Yes, this is true. See the explanation below...

Explanation:

This answer many not be as formal as a proper mathematical proof, but I hope it will do.

According to the chain rule, when we differentiate #y(z)=e^(2z)#, we can substitute #y(u)=e^u# where #u=2z#. Then,

#(dy)/(dz) = (dy)/(du) * (du)/dz = e^u * 2 = 2 e^(2z)#

When we differentiate a second time. the process repeats itself, as the differentiation of the exponential yields another factor of 2:

#(d^2y)/(dz^2) = 2* ((dy)/(dz)) = 2*2*e^(2z)#

(In truth, this is an application of the product rule, but I have omitted the second term, as the derivative of 2 is zero.)

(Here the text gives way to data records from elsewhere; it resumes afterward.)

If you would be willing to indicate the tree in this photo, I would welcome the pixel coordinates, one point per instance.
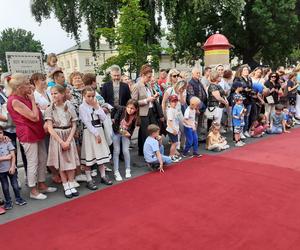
(95, 14)
(257, 28)
(17, 40)
(72, 13)
(129, 36)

This pattern continues for as many times as you choose to do the differentiation. Each derivative places another factor of 2 in front of the result, so that after #n# differentiations, we have

#(d^ny)/(dz^n) = 2^n * e^(2z)#

Apr 26, 2017

Use an inductive proof.

Assume that #(d^k y )/(d z^ k) = 2^k e^(2z)#

Then differentiate again:

#(d )/(d z) ((d^k y )/(d z^ k) = 2^k e^(2z))#

#implies (d^(k+1)k y )/(d z^( k+1)) = 2^(k+1) e^(2z)#

So if it is true for #k#, it must be true for #k + 1#

Next as we are in #ZZ^+#, we set #k = 1#

#(d^(1) y )/(d z^(1)) = 2^1 e^(2z)# is true. So it is true for #k = 1# and must therefore be true for #k = 2,3,...# ie #k in ZZ^+#